EuGH

Fehlende Widerrufsbelehrung: Kunde muss Elektroinstallateur nicht bezahlen

Veröffentlicht: 22.05.2023 | Geschrieben von: Melvin Louis Dreyer | Letzte Aktualisierung: 24.05.2023
Mann mit offenem Portemonnaie und anstatt Geld - ein trauriges Gesicht.

Die allermeisten Online-Händler kennen das Prinzip Widerrufsrecht ganz gut. Allerdings ist das Thema nicht nur für den Online-Handel relevant, sondern kann auch in ganz anderen Branchen handfeste Auswirkungen haben. So etwa in einem Fall, der kürzlich beim EuGH zur Vorabentscheidung lag: Ein Verbraucher hatte mit einem Unternehmen einen Vertrag über die Erneuerung der Elektroinstallation seines Hauses geschlossen. Die Leistung wurde erbracht, die Rechnung geschickt; die Zahlung des Kunden allerdings blieb aus.

Stattdessen widerrief er den Vertrag – das Unternehmen hatte den Vertrag nämlich außerhalb seiner Geschäftsräume geschlossen, zugleich aber vergessen, den Kunden über das Widerrufsrecht zu belehren. Verhängnisvoller Weise, denn ein Anspruch auf Vergütung bestand so nicht mehr, und auch Wertersatz soll es laut der Entscheidung des EuGH nicht geben (Urteil v. 17.05.2023, Rs. C-97/22). 

Kein Wertersatz bei fehlender Belehrung trotz Leistungserbringung? Gericht fragt nach

Fehlt eine Widerrufsbelehrung dort, wo sie angezeigt wäre, kann das diverse Konsequenzen haben: So wird etwa die 14-tägige Widerrufsfrist nicht in Gang gesetzt, innerhalb derer Verbraucher sich üblicherweise vom entsprechenden Vertrag lösen können. Stattdessen haben Verbraucher dann in vielen Fällen ganze 12 Monate und 14 Tage Zeit. Immerhin: Kommt es dann zum Widerruf, kann der Verkäufer die jeweilige Ware grundsätzlich immerhin zurückfordern, wobei der Kunde ebenfalls seine Leistung zurückerhält.  

Besonders herb können die Auswirkungen aber im Bereich der Erbringung von Dienstleistungen sein: Versäumt es der Unternehmer hier, den Verbraucher über das ihm zustehende Widerrufsrecht zu informieren, dann muss der Kunde nicht für die Dienstleistung aufkommen, die bis zum Widerruf bereits erfolgt ist – also nicht dafür bezahlen. Auch nicht, wenn die Dienstleistung schon vollständig erbracht worden ist.

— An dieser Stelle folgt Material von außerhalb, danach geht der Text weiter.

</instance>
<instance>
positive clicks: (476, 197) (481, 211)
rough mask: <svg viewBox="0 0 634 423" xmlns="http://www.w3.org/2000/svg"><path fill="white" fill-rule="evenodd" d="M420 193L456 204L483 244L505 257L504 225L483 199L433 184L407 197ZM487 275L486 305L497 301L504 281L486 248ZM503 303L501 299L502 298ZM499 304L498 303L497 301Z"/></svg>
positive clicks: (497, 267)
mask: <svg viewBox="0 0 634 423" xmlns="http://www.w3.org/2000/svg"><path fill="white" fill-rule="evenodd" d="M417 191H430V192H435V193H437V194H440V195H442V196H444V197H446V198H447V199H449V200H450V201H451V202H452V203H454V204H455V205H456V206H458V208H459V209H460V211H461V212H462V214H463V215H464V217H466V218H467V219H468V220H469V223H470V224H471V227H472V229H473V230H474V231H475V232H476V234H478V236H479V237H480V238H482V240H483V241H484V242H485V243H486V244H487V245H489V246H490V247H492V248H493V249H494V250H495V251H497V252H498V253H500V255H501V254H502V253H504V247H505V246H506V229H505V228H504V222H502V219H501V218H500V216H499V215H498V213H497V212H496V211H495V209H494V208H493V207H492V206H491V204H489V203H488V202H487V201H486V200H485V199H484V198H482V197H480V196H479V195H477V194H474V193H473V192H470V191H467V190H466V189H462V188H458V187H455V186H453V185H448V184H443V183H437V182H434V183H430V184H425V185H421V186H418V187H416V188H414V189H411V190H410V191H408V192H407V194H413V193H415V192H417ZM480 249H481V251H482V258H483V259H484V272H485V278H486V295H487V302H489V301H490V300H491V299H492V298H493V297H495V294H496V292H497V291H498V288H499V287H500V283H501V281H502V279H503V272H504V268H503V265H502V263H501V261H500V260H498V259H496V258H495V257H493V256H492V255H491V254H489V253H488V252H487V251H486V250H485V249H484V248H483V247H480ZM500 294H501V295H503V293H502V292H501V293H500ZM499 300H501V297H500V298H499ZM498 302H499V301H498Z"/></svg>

Dem Unternehmen könnte im Gegenzug ein Anspruch auf Wertersatz zustehen. Doch diesen macht das Gesetz davon abhängig, dass der Unternehmer die Voraussetzungen dafür eingehalten hat, wozu etwa die rechtskonforme Information über das Widerrufsrecht gehört. Gibt es die nicht, weil der Unternehmer das Widerrufsrecht in Gänze vergessen hat, sieht es auch mit dem Wertersatz nicht gut aus. Oder doch?

Europäischer Gerichtshof gibt klare Antwort 

Das war im Grunde die Frage, mit der sich das deutsche Gericht, das über den Fall entscheiden muss, an den Europäischen Gerichtshof wandte. Es stimmte dem Verbraucher zwar zu, dass er in diesem Fall keine Vergütung mehr leisten müsse, doch beim Wertersatz war es sich nicht ganz so sicher. Im Raum stand, dass es sich beim vollständigen Ausschluss des Wertersatzes um eine unverhältnismäßige Sanktion im Sinne der Richtlinie handeln könnte, auf deren Regelungen die entsprechenden deutschen Vorschriften beruhen.

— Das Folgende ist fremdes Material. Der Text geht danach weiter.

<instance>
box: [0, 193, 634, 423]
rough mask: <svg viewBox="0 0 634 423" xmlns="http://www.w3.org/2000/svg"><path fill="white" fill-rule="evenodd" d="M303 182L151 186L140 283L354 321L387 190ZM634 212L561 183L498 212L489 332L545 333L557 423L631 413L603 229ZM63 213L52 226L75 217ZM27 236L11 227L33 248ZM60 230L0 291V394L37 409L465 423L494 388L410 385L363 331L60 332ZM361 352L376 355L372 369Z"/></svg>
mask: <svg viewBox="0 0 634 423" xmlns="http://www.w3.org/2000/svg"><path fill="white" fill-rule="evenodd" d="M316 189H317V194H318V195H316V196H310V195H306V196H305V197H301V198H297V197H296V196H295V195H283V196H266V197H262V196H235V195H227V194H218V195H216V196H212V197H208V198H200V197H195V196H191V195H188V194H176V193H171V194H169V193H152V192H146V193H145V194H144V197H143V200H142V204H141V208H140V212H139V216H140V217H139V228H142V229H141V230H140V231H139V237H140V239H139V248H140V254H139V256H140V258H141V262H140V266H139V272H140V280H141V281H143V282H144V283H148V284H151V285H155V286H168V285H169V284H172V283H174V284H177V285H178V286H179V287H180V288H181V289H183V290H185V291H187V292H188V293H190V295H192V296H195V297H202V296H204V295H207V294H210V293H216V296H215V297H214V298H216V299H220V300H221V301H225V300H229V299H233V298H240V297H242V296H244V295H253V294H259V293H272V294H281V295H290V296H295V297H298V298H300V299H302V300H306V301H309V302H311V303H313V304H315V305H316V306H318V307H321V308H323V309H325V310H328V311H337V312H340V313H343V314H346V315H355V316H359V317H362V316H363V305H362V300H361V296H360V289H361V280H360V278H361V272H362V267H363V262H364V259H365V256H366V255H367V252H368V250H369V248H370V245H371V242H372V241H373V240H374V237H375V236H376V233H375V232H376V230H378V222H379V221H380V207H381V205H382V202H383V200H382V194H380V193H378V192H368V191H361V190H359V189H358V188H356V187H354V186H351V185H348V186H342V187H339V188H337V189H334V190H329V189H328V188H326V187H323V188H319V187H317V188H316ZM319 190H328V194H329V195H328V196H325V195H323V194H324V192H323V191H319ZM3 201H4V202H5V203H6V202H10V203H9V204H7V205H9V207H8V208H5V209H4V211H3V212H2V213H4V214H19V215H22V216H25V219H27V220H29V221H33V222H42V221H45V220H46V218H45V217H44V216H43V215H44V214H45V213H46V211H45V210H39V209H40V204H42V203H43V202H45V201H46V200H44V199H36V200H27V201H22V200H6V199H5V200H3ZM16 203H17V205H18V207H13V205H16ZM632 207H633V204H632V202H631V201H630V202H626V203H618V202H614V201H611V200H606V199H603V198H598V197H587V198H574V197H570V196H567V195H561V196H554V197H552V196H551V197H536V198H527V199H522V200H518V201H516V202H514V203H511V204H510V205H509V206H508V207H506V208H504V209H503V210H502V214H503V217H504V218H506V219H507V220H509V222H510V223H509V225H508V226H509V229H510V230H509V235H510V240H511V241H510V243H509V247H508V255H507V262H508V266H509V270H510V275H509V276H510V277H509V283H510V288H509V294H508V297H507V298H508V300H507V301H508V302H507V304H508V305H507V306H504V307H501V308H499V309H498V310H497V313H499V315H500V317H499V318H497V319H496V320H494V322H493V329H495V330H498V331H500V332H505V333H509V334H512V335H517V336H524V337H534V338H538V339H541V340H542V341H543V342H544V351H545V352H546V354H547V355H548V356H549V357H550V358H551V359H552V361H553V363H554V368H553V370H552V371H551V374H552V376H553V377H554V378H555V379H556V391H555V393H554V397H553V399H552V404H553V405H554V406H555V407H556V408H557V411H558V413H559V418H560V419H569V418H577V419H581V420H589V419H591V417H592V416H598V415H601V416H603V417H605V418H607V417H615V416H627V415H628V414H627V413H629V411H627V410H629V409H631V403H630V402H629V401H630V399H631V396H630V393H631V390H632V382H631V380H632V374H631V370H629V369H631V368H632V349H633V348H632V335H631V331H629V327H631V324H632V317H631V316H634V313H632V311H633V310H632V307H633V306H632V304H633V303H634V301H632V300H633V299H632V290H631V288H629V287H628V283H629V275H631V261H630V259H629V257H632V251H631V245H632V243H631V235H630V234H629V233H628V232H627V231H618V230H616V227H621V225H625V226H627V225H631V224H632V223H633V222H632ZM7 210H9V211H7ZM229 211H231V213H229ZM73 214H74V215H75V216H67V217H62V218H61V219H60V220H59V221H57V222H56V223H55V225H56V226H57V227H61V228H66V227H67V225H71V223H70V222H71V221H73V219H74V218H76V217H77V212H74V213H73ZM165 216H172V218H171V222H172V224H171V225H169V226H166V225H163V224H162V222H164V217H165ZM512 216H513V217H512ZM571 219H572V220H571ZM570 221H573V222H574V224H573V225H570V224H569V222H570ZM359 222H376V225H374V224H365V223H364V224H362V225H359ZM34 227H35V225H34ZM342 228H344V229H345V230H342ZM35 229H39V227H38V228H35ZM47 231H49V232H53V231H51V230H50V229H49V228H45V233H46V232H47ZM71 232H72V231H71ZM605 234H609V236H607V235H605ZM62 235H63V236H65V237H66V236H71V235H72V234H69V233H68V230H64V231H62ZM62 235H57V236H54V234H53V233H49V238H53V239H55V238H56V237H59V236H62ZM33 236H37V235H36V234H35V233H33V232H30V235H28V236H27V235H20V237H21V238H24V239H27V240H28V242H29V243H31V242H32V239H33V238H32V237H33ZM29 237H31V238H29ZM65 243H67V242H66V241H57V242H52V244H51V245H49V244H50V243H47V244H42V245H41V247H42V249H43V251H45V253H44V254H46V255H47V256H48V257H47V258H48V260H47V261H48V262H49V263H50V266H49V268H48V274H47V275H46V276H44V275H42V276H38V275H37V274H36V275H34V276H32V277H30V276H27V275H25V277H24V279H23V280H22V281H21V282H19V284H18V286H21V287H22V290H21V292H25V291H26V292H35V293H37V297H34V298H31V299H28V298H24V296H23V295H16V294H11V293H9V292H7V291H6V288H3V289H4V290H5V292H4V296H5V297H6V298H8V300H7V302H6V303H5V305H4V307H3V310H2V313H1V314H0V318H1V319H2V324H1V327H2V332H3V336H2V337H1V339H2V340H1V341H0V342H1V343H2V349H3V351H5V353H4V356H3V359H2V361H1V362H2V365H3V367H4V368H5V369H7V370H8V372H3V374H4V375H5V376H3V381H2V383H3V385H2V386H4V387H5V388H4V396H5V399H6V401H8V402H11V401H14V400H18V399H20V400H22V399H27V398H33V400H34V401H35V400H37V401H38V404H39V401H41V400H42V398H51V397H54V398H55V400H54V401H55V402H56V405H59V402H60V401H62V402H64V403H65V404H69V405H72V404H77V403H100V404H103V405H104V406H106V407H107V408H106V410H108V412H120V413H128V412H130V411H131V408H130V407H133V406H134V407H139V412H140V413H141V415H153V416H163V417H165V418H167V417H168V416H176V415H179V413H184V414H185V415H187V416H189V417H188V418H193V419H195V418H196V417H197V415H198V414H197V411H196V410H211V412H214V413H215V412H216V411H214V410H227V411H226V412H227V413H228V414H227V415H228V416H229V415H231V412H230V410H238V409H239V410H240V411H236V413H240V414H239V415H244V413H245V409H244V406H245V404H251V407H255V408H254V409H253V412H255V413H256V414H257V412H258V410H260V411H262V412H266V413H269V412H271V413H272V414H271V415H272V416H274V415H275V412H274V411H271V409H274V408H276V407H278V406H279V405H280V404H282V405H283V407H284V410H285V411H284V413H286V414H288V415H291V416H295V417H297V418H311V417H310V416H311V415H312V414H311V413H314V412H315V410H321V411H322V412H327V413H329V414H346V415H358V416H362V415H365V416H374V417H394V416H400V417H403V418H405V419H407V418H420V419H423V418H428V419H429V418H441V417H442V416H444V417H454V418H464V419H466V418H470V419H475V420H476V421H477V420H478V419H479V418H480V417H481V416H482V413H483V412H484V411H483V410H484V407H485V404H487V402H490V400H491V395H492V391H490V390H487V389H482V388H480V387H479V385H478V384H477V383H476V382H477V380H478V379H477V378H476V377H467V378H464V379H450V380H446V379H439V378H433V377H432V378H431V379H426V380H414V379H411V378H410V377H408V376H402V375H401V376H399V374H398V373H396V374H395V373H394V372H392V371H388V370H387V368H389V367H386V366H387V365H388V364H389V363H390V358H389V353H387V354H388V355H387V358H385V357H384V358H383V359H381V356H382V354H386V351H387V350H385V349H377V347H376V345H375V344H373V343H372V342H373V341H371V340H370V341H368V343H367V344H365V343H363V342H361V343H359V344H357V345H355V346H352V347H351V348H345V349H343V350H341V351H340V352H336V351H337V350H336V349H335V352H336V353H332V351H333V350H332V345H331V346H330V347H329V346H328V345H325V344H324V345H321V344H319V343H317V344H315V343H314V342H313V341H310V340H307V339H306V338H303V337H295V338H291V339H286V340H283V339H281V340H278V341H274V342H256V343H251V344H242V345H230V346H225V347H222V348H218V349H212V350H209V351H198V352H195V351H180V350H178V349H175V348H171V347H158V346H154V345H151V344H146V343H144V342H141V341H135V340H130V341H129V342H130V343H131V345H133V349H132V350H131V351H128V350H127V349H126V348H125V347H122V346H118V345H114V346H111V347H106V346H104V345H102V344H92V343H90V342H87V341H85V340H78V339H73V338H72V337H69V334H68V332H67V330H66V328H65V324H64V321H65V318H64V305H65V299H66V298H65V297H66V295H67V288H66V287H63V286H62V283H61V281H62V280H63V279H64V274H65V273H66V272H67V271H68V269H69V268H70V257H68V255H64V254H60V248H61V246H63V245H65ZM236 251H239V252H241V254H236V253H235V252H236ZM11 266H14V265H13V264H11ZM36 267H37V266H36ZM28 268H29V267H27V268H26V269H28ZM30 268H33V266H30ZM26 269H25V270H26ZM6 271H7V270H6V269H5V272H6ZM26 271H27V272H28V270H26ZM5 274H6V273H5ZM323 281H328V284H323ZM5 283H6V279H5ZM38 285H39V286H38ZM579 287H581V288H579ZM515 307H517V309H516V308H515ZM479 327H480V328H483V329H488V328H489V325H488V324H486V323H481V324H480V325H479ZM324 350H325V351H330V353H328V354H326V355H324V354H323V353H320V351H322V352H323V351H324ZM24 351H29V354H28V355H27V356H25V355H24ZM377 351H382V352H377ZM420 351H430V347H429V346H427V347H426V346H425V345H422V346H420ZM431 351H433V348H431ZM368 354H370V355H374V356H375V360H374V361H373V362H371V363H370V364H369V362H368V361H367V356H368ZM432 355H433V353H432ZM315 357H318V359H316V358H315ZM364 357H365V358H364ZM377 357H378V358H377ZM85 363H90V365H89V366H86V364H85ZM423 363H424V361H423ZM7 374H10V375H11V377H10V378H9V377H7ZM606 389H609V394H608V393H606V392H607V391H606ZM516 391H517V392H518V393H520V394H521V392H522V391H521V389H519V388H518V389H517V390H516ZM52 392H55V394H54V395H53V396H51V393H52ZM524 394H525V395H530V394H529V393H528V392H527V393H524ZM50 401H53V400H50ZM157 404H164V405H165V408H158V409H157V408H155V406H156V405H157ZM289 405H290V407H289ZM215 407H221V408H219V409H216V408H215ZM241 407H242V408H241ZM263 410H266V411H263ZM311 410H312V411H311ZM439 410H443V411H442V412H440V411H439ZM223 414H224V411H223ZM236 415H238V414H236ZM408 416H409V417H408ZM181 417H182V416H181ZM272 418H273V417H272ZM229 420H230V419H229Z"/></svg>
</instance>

Auf die Frage, ob der Verbraucher im Zuge seines Widerrufs nach Vertragserfüllung tatsächlich nichts zu zahlen habe, antwortete der EuGH in aller Klarheit: Ja. In dem Fall, dass der betreffende Unternehmer die Bereitstellung der nötigen Informationen vor dem Abschluss eines Vertrages außerhalb von Geschäftsräumen unterlässt und der Verbraucher sein Widerrufsrecht ausübt, sei der Verbraucher von jeder Verpflichtung zur Vergütung der Leistungen befreit, und auch ein Wertersatz komme nicht infrage.

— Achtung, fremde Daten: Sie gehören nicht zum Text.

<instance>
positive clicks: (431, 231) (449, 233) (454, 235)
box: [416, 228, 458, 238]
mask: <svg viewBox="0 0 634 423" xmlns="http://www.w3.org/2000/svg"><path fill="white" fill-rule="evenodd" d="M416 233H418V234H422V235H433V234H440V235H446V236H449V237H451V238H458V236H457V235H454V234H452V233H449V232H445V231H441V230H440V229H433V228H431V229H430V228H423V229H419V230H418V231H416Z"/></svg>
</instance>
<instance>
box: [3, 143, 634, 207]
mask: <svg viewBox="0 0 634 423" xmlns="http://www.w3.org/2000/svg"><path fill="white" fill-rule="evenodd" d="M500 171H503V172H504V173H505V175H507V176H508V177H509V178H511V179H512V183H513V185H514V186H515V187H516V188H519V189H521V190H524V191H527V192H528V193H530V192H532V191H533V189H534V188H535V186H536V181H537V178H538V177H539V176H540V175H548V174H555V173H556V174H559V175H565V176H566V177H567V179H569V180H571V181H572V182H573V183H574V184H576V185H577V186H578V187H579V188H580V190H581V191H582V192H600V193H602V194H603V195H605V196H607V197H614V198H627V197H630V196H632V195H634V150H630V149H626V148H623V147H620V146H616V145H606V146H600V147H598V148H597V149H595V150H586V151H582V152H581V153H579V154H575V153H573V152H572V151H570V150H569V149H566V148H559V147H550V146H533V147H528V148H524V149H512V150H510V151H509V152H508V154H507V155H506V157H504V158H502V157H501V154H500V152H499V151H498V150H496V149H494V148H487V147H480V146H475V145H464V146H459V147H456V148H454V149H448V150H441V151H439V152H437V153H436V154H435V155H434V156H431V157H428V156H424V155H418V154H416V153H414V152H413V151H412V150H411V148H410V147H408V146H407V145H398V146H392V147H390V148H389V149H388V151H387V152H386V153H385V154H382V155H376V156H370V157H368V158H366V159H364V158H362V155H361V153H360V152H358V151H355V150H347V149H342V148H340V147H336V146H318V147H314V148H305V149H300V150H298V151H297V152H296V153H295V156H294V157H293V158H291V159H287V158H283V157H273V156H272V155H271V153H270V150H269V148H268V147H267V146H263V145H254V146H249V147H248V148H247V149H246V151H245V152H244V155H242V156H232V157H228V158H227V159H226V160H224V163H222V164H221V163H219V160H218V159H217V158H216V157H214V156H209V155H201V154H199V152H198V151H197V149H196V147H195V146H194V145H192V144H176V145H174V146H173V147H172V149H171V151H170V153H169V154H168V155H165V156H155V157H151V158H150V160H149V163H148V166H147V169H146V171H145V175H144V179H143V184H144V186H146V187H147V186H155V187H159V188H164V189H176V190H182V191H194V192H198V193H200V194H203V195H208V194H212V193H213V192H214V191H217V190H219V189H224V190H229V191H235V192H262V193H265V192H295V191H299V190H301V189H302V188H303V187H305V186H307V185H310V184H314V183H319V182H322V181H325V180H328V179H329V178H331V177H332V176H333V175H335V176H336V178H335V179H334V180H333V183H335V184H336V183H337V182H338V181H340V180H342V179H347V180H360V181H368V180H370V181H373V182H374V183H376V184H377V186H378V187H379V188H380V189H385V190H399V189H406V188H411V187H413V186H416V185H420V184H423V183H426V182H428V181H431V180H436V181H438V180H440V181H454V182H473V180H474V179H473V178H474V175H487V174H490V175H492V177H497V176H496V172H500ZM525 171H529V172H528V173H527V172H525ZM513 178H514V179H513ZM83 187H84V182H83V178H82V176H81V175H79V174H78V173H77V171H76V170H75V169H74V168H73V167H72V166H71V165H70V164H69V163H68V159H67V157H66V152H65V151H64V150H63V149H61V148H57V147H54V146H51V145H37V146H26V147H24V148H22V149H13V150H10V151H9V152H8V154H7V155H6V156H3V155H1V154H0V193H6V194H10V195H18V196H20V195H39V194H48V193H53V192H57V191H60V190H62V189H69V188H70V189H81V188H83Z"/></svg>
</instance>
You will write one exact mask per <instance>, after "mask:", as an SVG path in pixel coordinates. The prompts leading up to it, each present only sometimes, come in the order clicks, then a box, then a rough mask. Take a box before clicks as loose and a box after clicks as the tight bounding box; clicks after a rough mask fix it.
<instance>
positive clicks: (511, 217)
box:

Dabei weist die Entscheidung auch auf das Ziel der Richtlinie hin, die Sicherstellung eines hohen Verbraucherschutzniveaus. Die vorvertragliche Information über das Widerrufsrecht sei hierbei für Verbraucher von grundlegender Bedeutung. Könnten nun aber Kosten entstehen, die in der Richtlinie nicht ausdrücklich vorgesehen sind, und das, obwohl er nicht korrekt über sein Widerrufsrecht informiert wurde, würde das dem Ziel der Richtlinie zuwiderlaufen. „Hat der betreffende Unternehmer es unterlassen, einem Verbraucher diese Informationen bereitzustellen, muss dieser Unternehmer somit die Kosten tragen, die ihm für die Erfüllung des außerhalb von Geschäftsräumen abgeschlossenen Dienstleistungsvertrags während der Widerrufsfrist [...] entstanden sind“, heißt es in der Entscheidung. 

 

Für Unternehmen, die Dienstleistungen gegenüber Verbrauchern erbringen und dabei entsprechende Verträge beispielsweise über Online-Shops schließen oder außerhalb von Geschäftsräumen wie hier, kann das Bestehen des Widerrufsrechts böse enden, wenn man es nicht kennt oder auch nur vergisst. Mit den nötigen Vorkehrungen kann ansonsten dafür gesorgt werden, dass der Dienstleister unproblematisch mit seiner Arbeit beginnen kann, ohne solche Konsequenzen fürchten zu müssen. 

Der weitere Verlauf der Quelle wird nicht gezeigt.